Integrating new technologies in teaching and learning mathematics leads educational researchers to deal with some fundamental questions (Jones, 1998, Laborde, 2007). We aim to present some of them, by studying the introduction of a Dynamic Geometry Software (DGS) in a classroom with 10 years old students (Assude, 2005). One difference between Geometry by drawing on a sheet (or on a drawing software like Mspaint) and Geometry with a DGS is that the software gives opportunity to the “dragging test”: when elements of a construction are dragged, all the properties employed in constructing the figure are preserved, and only them. So, the dragging test can be used to provide relevant feedbacks which aim students to test by themselves if their constructions are really geometric ones or not. We proposed to three teachers with fifth grade primary school students some situations using the DGS “Tracenpoche” (website). In this communication we will show through a case study how the geometrical construction done by the teacher with a DGS is useful to the students to understand the relations between the geometric objects. In a first time, students can see the construction done by the teacher with the DGS in a perceptive way, for example they can see the construction as a square. But when they move the construction, they can't see a square anymore if the teacher has defined the properties of a rectangle, a plane geometric figure having four right angles. But seeing something else, they may not necessarily appreciate the significance of what is invariant. They have to recognize the geometrical relations that persist in the variations during the dragging test. All the drawings they obtain have the same properties, for example, during the moving of the points they see a lot of rectangles. So the focus is directed not about one form on the screen, but about a set of forms, which have the same geometrical properties.

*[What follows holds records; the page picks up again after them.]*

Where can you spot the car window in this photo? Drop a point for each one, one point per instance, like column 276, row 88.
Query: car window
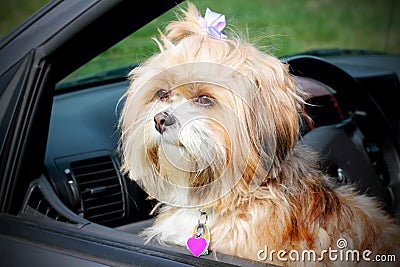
column 14, row 12
column 279, row 27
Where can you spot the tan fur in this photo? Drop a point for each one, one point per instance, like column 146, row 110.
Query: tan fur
column 239, row 160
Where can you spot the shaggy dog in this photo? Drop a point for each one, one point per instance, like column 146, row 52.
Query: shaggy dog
column 210, row 128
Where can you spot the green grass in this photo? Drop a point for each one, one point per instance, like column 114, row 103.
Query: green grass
column 280, row 27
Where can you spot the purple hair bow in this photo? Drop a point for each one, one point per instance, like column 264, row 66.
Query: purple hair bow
column 214, row 23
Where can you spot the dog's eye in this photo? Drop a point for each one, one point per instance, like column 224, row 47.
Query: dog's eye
column 162, row 93
column 204, row 100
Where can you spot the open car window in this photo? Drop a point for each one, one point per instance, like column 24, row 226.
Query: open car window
column 320, row 28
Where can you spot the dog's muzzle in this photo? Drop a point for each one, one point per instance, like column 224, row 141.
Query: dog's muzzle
column 162, row 120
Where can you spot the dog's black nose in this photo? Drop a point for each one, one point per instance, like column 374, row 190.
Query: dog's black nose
column 162, row 120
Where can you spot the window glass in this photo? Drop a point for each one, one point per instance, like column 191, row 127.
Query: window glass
column 281, row 27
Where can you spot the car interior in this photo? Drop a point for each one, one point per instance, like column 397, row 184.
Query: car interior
column 81, row 193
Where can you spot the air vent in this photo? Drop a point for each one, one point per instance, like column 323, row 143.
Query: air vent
column 101, row 189
column 38, row 205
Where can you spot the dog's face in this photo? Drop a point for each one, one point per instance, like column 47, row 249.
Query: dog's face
column 206, row 117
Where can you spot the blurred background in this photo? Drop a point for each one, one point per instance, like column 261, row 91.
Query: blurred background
column 280, row 27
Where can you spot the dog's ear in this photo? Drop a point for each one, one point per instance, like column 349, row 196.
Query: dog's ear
column 276, row 105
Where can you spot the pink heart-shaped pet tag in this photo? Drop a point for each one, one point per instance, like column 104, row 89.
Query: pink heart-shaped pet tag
column 197, row 245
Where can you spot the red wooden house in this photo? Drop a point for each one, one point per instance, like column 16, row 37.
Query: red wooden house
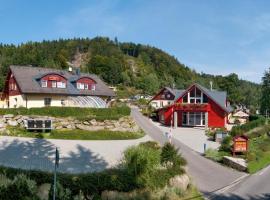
column 196, row 106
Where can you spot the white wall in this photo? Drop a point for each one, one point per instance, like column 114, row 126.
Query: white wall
column 37, row 101
column 17, row 101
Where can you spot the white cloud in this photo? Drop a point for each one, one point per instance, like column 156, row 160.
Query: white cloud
column 95, row 19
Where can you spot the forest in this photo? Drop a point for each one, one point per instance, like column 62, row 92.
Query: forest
column 125, row 65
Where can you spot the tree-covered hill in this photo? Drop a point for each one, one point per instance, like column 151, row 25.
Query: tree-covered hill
column 127, row 64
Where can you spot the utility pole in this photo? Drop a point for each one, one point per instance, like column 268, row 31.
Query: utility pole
column 56, row 165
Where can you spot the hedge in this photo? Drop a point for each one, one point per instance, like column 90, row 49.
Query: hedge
column 242, row 129
column 113, row 113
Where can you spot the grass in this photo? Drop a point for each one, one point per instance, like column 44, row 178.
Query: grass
column 77, row 134
column 259, row 153
column 113, row 113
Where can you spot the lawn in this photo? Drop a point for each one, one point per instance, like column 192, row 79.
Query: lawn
column 259, row 153
column 77, row 134
column 113, row 113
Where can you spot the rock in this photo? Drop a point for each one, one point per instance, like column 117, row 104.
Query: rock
column 181, row 182
column 58, row 127
column 89, row 128
column 20, row 120
column 8, row 116
column 12, row 123
column 17, row 117
column 109, row 127
column 93, row 122
column 236, row 163
column 2, row 125
column 70, row 126
column 86, row 123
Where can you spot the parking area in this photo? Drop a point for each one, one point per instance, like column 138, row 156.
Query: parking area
column 194, row 138
column 75, row 156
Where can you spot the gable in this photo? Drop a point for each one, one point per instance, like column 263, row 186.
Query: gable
column 164, row 94
column 217, row 97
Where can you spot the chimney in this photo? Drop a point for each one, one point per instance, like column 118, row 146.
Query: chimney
column 78, row 72
column 211, row 85
column 70, row 69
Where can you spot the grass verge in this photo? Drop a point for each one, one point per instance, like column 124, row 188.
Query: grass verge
column 100, row 114
column 77, row 134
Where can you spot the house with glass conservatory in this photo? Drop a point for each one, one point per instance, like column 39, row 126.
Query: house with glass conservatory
column 195, row 106
column 33, row 87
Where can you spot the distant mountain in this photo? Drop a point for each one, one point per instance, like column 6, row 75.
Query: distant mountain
column 127, row 64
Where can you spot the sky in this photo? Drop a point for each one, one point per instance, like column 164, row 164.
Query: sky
column 210, row 36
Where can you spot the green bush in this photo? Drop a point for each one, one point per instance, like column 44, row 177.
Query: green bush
column 169, row 154
column 150, row 144
column 141, row 162
column 112, row 113
column 215, row 154
column 226, row 144
column 242, row 129
column 61, row 193
column 21, row 188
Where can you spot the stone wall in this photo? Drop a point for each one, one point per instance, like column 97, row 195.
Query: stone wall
column 123, row 124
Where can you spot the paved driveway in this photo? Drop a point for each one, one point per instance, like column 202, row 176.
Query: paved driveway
column 194, row 138
column 75, row 156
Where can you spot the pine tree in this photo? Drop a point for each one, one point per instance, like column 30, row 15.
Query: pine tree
column 265, row 99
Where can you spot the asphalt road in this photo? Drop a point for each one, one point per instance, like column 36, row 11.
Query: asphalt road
column 208, row 176
column 255, row 187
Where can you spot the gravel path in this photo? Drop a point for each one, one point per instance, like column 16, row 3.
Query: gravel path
column 194, row 138
column 76, row 156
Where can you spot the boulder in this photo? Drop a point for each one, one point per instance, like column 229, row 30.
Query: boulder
column 17, row 117
column 8, row 116
column 2, row 125
column 236, row 163
column 181, row 182
column 89, row 128
column 86, row 123
column 12, row 123
column 93, row 122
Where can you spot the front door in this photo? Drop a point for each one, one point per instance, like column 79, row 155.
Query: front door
column 193, row 118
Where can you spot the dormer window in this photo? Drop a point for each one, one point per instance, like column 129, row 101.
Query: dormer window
column 43, row 83
column 93, row 87
column 53, row 84
column 61, row 85
column 80, row 86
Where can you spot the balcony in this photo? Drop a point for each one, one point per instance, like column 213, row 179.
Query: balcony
column 202, row 107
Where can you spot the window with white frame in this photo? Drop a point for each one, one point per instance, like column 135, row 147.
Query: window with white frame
column 53, row 84
column 194, row 96
column 47, row 101
column 80, row 86
column 93, row 87
column 61, row 85
column 43, row 83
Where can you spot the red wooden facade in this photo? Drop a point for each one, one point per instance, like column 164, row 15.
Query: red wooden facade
column 53, row 79
column 87, row 81
column 194, row 112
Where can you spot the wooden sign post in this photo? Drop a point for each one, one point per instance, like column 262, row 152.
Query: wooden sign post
column 240, row 144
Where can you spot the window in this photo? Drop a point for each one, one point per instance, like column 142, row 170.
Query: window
column 53, row 84
column 195, row 96
column 80, row 86
column 61, row 84
column 93, row 87
column 47, row 101
column 185, row 99
column 43, row 83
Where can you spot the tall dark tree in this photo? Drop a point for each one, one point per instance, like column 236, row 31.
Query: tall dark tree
column 265, row 99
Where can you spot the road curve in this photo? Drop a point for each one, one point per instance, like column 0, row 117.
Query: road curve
column 207, row 175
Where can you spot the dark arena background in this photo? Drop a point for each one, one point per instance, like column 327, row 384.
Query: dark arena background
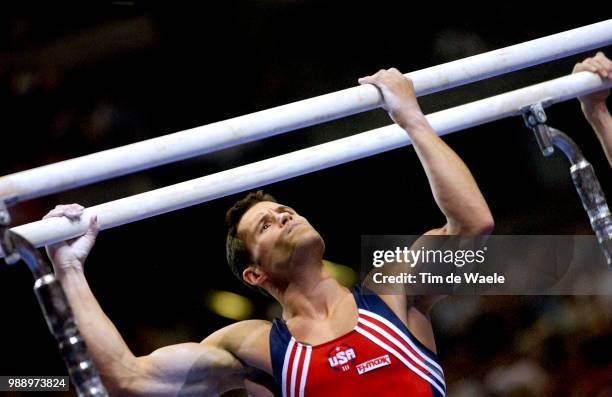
column 79, row 80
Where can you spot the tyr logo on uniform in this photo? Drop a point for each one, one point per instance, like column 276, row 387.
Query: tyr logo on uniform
column 341, row 357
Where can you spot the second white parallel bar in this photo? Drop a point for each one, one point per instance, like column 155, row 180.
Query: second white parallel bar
column 138, row 156
column 185, row 194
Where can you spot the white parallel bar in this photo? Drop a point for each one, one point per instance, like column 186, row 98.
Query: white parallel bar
column 255, row 126
column 174, row 197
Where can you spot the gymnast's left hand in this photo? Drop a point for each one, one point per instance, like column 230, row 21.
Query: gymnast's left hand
column 399, row 97
column 71, row 254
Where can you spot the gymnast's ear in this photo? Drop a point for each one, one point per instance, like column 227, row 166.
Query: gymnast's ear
column 253, row 275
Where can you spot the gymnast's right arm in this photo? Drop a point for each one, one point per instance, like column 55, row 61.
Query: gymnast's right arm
column 186, row 369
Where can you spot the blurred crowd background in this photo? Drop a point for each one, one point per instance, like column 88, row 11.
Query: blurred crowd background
column 76, row 80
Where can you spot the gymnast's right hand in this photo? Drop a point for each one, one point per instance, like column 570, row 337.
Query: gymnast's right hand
column 71, row 254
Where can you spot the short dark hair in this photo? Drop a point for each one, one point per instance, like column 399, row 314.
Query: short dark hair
column 238, row 257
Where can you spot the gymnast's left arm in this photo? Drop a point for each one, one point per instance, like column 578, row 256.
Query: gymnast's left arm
column 451, row 182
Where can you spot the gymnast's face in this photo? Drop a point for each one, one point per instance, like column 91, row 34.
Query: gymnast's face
column 279, row 241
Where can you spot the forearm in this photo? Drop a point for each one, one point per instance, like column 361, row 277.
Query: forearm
column 600, row 120
column 112, row 357
column 452, row 184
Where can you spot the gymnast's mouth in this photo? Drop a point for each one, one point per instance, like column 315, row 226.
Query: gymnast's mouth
column 291, row 226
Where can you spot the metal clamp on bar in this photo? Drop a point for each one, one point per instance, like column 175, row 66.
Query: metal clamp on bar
column 583, row 174
column 55, row 308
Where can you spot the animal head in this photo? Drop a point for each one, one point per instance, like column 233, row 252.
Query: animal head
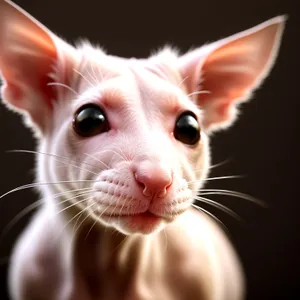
column 127, row 140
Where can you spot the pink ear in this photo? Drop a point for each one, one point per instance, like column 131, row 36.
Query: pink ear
column 28, row 55
column 222, row 74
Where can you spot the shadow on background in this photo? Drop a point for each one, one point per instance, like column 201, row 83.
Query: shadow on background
column 263, row 144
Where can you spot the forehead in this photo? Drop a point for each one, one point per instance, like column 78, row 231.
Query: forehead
column 127, row 83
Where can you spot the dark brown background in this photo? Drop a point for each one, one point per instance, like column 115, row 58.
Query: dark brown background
column 263, row 144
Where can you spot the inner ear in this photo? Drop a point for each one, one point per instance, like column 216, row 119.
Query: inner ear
column 29, row 56
column 225, row 73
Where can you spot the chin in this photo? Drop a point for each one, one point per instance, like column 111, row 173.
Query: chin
column 144, row 224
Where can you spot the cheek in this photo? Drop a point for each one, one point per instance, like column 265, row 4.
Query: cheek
column 199, row 163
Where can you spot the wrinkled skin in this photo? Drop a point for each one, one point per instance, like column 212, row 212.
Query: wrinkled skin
column 117, row 219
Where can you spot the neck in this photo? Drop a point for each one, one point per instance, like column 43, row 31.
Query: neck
column 106, row 258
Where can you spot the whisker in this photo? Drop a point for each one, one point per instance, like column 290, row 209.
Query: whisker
column 221, row 163
column 34, row 205
column 233, row 194
column 225, row 177
column 182, row 81
column 19, row 216
column 79, row 73
column 97, row 159
column 58, row 158
column 212, row 216
column 219, row 206
column 217, row 178
column 63, row 85
column 87, row 216
column 92, row 226
column 73, row 204
column 77, row 215
column 37, row 184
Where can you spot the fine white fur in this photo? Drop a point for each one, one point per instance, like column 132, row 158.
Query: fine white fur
column 75, row 247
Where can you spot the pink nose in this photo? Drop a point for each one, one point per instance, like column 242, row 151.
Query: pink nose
column 153, row 178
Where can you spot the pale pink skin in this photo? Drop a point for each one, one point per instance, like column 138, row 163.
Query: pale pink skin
column 175, row 253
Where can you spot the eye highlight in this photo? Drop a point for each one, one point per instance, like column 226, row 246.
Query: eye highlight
column 187, row 129
column 90, row 120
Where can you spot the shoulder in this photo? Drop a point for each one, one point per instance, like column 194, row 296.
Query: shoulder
column 210, row 256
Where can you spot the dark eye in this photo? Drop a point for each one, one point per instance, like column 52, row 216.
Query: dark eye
column 187, row 129
column 90, row 120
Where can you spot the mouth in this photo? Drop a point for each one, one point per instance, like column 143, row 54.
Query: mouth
column 145, row 222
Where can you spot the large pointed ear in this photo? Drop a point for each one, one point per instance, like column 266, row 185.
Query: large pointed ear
column 222, row 74
column 31, row 57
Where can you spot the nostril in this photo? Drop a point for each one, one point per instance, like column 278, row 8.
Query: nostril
column 153, row 181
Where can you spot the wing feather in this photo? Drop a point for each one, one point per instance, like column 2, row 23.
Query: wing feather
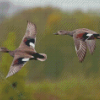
column 14, row 68
column 80, row 47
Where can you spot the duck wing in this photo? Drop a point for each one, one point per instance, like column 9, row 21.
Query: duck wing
column 29, row 38
column 91, row 44
column 81, row 48
column 17, row 64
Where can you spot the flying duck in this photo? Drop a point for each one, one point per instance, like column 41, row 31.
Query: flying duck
column 83, row 38
column 26, row 50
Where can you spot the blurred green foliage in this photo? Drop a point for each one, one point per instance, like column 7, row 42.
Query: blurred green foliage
column 61, row 76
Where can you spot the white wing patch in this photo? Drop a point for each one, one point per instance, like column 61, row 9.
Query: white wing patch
column 25, row 59
column 32, row 44
column 89, row 34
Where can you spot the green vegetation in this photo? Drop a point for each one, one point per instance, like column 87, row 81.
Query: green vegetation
column 61, row 76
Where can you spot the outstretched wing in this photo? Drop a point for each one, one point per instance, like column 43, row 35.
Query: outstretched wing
column 17, row 64
column 91, row 44
column 29, row 38
column 80, row 47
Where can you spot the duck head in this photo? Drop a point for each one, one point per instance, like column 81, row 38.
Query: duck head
column 62, row 32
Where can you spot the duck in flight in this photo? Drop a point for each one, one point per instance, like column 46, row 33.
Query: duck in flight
column 26, row 50
column 83, row 39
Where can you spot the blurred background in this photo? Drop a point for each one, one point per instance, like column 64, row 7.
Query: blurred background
column 61, row 76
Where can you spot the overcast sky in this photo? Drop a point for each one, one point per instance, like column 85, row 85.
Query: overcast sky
column 64, row 4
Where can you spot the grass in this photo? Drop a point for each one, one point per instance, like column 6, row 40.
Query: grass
column 71, row 89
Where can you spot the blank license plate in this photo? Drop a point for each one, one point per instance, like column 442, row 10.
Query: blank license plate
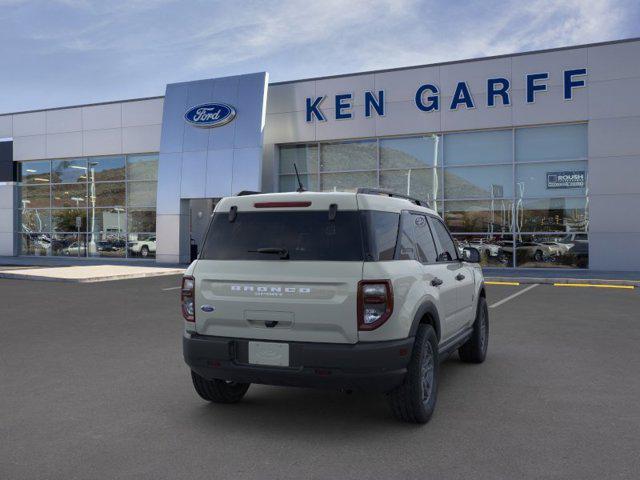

To describe students' and teacher's joint action, we use the categories of the Joint Action Theory in Didactics (JATD, Sensevy 2011, Sensevy 2012): the didactic contract as a system of habits between the teacher and the students, the didactic milieu as an antagonist system to the previously taught one. Joint action is modelized as a didactic game. In this specific game, the player A (the teacher) wins if and only if the other player B (the student) wins. In order to win the game, the teacher A has to lead the student B to a certain point, a state of knowledge which allows the student B to make the right move in the game (in our case, to see a figure as a realization of geometric properties), and the student has to make this move on his own (proprio motu clause). So the teacher has to be reticent, in a certain way, involving students in a succession of learning games, the modelprovidingthe description of the teacher's game on the students' game, and linking the didactic contract and the didactic milieu. These theoretical categories enable us to understand what could be the source of the changing view of students.

Assude, T. (2005). Time management in the work economy of a class, a study case: integration of cabri in primary school mathematics teaching. Educational Studies in Mathematics, vol 59 p 183-203 Hall, R. (2007). Strategies for video recording: Fast, cheap and (mostly) in control, in S. J. Derry (dir.), Guidelines for video research in education, Chicago, Data Research and Development Center: p 4-14, disponible en ligne : http://drdc.uchicago.edu/what/video-research-guidelines.pdf Jones, K.(1998). The Mediation of Learning within a Dynamic Geometry Environment, In A.Olivier & K. Newstead (Eds), Proceeding of tfe 22nd Conference of the International Group for the Psychology of mathematics Education. University of Stellenbosch, South Africa,vol 3, p 96-103. Laborde, C. (2007), The role and uses of technology in mathematics classrooms : between challenges and modus vivendi. Canadian Journal of Science. Mathematics and Technology Education, 7(1), p 68-92. Sensevy, G. (2011). Overcoming Fragmentation: Towards a Joint Action Theory in Didactics. In B. Hudson & M. Meyer (Eds.), Beyond Fragmentation : Didactics, Learning and Teaching in Europe (p 60-76). Opladen and Farmington Hills : Barbara Budrich. Sensevy, G. (2012). About the Joint Action Theory in Didactics. Zeitschrift für Erziehungswissenschaft Berlin: Springer.